Die Philosophen Richard Rorty und Gianni Vattimo, die als Vertreter einer dezidierten Metaphysikkritik nicht gerade in Verdacht stehen, dem Christentum das Wort zu reden, stellen die Frage nach der Zukunft der Religion. In pointierten Texten und einem anschaulichen Gespräch gehen sie von der Beobachtung aus, daß die Metaphysikkritik mitnichten zum Verschwinden der Religion geführt hat. Der Tod Gottes gehört der Vergangenheit an, die Religion nicht. Doch gehört ihr wirklich die Zukunft? Oder hat nicht vielmehr eine Verschiebung der religiösen Erfahrung stattgefunden, die eine Metaphysikkritik keineswegs ausschließt? Wird eine Religion ohne Gott kommen?

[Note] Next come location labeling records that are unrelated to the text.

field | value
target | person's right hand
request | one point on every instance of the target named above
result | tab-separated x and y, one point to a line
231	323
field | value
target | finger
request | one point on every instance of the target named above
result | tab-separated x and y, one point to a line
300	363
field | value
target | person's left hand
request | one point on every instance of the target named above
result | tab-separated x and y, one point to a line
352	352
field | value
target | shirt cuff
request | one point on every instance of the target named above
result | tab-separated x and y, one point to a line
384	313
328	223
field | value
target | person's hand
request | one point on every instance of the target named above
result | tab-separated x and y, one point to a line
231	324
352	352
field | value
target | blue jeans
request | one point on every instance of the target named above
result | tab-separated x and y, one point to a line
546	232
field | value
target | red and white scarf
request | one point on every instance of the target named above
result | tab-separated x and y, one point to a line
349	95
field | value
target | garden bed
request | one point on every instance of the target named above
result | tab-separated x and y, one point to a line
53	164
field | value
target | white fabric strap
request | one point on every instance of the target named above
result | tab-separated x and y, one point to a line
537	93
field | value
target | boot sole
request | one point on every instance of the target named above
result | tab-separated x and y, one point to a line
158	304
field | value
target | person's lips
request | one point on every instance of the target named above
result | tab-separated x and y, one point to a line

»Was kommt nach dem Ende der Metaphysik? Kann Religion ohne Begründungen, objektive Wahrheiten oder Gott auskommen? Zwei der einflußreichsten Philosophen unserer Tage kommen hier zu einer Antwort zusammen. Gemeinsam bestimmen Vattimos Hermeneutik und Rortys Pragmatismus unsere Vorstellung der christlichen Botschaft, daß die Liebe das einzige Gesetz darstelle, neu.« Nancy Frankenberry

Rezensionen

Süddeutsche Zeitung - Rezension
Süddeutsche Zeitung | Besprechung von 14.03.2006

Werdet Realisten!
Gegenwart einer Illusion: Gianni Vattimo und Richard Rorty üben das philosophische Rückzugsgefecht
Von Manfred Geier
Der Name Sigmund Freuds taucht in diesem Buch kein einziges Mal auf. Aber es wird wohl kein Zufall gewesen sein, dass ein Gespräch zwischen Richard Rorty und Gianni Vattimo „Die Zukunft der Religion” tituliert worden ist. Sie werden ihren Freud gelesen haben, der 1927 in „Die Zukunft einer Illusion” dafür argumentiert hatte, endlich erwachsen zu werden und nicht länger auf den Schutz durch göttliche Liebe oder Macht zu hoffen.

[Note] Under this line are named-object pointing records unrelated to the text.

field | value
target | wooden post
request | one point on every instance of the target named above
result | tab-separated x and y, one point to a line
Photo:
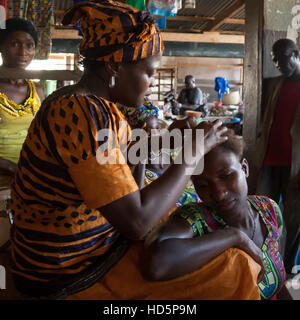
252	80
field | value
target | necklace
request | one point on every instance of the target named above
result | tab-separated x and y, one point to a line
254	228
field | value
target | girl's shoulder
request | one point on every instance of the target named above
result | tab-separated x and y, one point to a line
201	218
269	209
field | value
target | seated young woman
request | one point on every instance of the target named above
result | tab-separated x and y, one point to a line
227	218
78	223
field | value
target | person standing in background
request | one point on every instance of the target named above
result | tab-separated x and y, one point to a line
276	142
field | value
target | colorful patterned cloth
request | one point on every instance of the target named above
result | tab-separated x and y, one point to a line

Werdet endlich Realisten! Das war Freuds aufgeklärter Imperativ, auch wenn er wusste, wie schwer es ist, auf „liebgewordene Illusionen” zu verzichten, die selbst Philosophen noch immer zu „intellektuellen Unarten” verführen. Stück für Stück der Religion versuchten sie „in kläglichen Rückzugsgefechten zu verteidigen”, bis ihr Gott sich am Ende in ein abstraktes Prinzip aufgelöst habe, das nichts mehr mit der machtvollen Persönlichkeit der religiösen Lehre verbinde.

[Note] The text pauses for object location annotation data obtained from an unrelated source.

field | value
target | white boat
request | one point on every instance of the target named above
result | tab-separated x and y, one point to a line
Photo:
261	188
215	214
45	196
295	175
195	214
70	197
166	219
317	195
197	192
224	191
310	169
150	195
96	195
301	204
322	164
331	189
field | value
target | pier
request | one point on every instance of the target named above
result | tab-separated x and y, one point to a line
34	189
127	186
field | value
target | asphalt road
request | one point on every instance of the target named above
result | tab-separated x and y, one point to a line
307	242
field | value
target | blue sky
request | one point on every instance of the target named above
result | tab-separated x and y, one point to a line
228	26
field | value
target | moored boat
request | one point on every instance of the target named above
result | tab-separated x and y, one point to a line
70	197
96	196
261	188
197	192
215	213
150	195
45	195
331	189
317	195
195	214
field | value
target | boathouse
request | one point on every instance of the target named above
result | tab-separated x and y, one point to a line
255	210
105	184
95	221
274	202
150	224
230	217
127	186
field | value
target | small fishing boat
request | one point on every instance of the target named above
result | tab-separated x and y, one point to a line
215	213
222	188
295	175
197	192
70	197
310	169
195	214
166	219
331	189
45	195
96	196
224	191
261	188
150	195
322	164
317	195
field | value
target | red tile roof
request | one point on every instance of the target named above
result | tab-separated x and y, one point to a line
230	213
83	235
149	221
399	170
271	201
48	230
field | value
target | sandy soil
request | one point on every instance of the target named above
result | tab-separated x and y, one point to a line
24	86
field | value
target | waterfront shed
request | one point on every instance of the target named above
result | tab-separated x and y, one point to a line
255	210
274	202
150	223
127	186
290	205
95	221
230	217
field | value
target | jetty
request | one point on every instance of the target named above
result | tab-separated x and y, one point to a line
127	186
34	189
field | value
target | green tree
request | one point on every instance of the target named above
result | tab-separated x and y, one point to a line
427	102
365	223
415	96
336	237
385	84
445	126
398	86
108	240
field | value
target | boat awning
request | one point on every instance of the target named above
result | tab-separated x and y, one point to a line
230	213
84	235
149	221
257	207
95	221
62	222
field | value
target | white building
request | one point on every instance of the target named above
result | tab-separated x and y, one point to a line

Ist „Die Zukunft der Religion” also ein ironischer Titel, mit dem die Philosophen Richard Rorty und Gianni Vattimo auf die psychoanalytische Provokation reagierten? Jedenfalls ist bemerkenswert, wie genau sie Freuds Vorwurf entsprechen, Rückzugsgefechte für eine Position zu führen, die philosophisch schwächelt und sich in nichts aufzulösen scheint.
Man kann es in jenem Gespräch nachlesen, das die beiden philosophierenden Freunde am Morgen des 16. Dezember 2002 in Paris geführt haben, organisiert und moderiert durch Santiago Zabala. Es liegt jetzt in deutscher Übersetzung vor, ergänzt durch Rortys Dankesrede zur Verleihung des Meister-Eckhart-Preises im Dezember 2001 (deutsche Übersetzung in SZ vom 4.12.2004) und Vattimos Überlegungen zum Zeitalter der Interpretation von 2003.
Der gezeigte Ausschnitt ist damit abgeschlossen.